Saturday, November 21, 2009
PROVIDENCE, R.I. - Economic reality and money problems may be cooling the enthusiasm of U.S. college students to study abroad, just two years after students' interest in foreign study was at an all-time high.
Four times as many students went abroad in the 2007-2008 academic year as 20 years ago, according to a survey of 985 schools released this week by the Institute of International Education, a nonprofit advocacy group.
But nearly 60 percent of the schools and study-abroad groups surveyed in early September report decreased enrollment from a year ago, since the global economic crisis.

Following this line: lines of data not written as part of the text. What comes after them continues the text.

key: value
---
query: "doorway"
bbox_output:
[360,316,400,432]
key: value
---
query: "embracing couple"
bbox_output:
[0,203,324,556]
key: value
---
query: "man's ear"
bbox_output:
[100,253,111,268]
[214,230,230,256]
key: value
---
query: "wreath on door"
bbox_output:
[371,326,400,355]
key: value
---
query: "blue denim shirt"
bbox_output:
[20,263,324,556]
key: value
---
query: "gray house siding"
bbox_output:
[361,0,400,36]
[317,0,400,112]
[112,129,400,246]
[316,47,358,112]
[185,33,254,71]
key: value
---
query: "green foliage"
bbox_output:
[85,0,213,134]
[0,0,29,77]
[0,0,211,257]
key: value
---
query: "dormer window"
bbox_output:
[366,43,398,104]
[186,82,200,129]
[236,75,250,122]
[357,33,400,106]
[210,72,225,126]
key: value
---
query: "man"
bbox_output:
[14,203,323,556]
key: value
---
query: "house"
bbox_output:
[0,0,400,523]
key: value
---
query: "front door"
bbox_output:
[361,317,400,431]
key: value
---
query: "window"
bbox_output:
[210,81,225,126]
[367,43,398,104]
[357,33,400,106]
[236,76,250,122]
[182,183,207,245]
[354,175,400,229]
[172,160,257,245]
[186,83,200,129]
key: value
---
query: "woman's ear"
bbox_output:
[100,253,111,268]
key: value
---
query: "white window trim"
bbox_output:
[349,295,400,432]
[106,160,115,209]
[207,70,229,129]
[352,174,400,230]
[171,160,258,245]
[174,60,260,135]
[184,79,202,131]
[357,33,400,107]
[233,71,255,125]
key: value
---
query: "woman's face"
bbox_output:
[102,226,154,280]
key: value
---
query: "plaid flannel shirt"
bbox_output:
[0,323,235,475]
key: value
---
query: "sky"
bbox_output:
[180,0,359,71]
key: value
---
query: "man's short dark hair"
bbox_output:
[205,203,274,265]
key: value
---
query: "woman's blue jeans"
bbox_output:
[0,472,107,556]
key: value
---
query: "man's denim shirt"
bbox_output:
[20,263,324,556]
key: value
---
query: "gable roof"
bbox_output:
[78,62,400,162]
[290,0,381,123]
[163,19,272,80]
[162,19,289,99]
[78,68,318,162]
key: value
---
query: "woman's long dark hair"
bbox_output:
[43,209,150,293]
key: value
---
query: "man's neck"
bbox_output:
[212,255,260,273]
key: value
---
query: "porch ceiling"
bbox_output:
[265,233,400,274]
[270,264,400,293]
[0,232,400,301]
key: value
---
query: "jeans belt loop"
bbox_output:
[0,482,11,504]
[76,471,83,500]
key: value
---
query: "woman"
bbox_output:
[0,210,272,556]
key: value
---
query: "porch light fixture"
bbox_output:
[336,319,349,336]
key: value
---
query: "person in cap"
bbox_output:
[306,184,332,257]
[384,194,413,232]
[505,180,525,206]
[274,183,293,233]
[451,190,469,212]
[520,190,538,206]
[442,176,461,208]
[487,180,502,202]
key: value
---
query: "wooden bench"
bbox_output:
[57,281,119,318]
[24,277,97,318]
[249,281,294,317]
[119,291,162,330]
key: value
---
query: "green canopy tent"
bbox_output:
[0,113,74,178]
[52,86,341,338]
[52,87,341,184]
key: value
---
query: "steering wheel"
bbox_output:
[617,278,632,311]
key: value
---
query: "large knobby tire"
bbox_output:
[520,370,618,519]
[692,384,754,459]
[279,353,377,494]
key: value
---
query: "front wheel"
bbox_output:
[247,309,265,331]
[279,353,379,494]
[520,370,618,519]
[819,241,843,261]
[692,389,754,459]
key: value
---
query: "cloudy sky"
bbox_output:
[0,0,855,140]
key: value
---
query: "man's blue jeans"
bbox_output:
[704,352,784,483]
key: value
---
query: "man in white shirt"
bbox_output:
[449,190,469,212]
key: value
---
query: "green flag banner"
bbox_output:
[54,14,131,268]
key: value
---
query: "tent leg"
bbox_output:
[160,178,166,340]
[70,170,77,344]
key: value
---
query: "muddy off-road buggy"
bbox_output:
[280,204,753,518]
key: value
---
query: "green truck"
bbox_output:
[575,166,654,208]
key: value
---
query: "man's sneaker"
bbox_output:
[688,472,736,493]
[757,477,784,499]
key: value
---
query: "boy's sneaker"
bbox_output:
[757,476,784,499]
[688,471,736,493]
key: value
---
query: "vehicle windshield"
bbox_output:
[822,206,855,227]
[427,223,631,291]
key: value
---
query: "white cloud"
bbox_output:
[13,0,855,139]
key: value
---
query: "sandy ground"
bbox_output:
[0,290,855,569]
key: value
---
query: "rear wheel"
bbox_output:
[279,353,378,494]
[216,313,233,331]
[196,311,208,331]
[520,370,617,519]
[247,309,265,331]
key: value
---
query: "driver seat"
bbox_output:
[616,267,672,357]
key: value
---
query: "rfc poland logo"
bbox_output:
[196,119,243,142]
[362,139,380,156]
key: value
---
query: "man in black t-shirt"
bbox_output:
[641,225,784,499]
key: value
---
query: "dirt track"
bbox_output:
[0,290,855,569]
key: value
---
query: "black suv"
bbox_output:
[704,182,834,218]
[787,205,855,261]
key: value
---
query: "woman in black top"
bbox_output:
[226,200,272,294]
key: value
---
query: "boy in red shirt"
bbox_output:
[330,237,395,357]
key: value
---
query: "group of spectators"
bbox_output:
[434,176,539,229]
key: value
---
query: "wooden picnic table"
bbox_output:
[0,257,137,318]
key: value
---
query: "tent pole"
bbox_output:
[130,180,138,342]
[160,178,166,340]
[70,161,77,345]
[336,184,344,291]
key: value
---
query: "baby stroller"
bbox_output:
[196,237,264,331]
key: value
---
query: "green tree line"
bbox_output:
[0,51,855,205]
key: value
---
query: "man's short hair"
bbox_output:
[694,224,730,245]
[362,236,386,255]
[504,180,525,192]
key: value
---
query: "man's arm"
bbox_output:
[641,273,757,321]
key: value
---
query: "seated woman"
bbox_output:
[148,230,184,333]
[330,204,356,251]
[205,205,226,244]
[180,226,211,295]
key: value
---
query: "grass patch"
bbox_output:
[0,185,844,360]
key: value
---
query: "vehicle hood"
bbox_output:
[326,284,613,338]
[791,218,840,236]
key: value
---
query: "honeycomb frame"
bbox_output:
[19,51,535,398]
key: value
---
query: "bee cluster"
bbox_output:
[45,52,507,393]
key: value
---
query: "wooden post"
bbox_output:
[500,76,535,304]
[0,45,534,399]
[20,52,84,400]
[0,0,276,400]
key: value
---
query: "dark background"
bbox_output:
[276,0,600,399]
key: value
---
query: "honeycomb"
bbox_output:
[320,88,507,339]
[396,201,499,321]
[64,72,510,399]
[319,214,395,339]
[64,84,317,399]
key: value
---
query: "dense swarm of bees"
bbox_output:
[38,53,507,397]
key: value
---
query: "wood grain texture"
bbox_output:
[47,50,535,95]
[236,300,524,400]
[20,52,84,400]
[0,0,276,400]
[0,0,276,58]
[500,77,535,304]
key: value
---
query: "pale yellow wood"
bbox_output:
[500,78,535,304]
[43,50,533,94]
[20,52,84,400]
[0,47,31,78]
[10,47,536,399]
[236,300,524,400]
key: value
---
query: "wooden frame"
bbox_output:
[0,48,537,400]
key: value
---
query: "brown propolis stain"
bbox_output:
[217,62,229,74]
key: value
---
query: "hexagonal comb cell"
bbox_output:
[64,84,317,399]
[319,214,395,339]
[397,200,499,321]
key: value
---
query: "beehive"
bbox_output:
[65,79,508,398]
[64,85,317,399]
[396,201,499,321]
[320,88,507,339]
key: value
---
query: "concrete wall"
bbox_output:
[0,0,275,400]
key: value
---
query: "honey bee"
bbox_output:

Brown University in Providence, which typically sends one-third of its junior class abroad, saw a 10 percent drop in such enrollment this fall compared with fall 2008, said Kendall Brostuen, director of the Office of International Programs and an associate dean.
"My sense is over the last year, there's probably been some very important dinner-table discussions about how to best go about using the resources that a family has," Brostuen said.
At Macalester College in St. Paul, Minn., study abroad enrollment this fall dropped 25 percent from the same time last year, said spokeswoman Amy Phenix.
Liz Weaver, 23, a law student at the University of Texas at Austin, is trying to decide whether to enroll in a London program next fall for more than $21,000 for one semester, compared with about $18,000 for similar expenses at Texas. Then there's airfare and the higher-interest-rate loans she'd have to rely on to pay for the program, which would saddle her with even more debt.
"You have to wonder, is it really worth it?" she asked.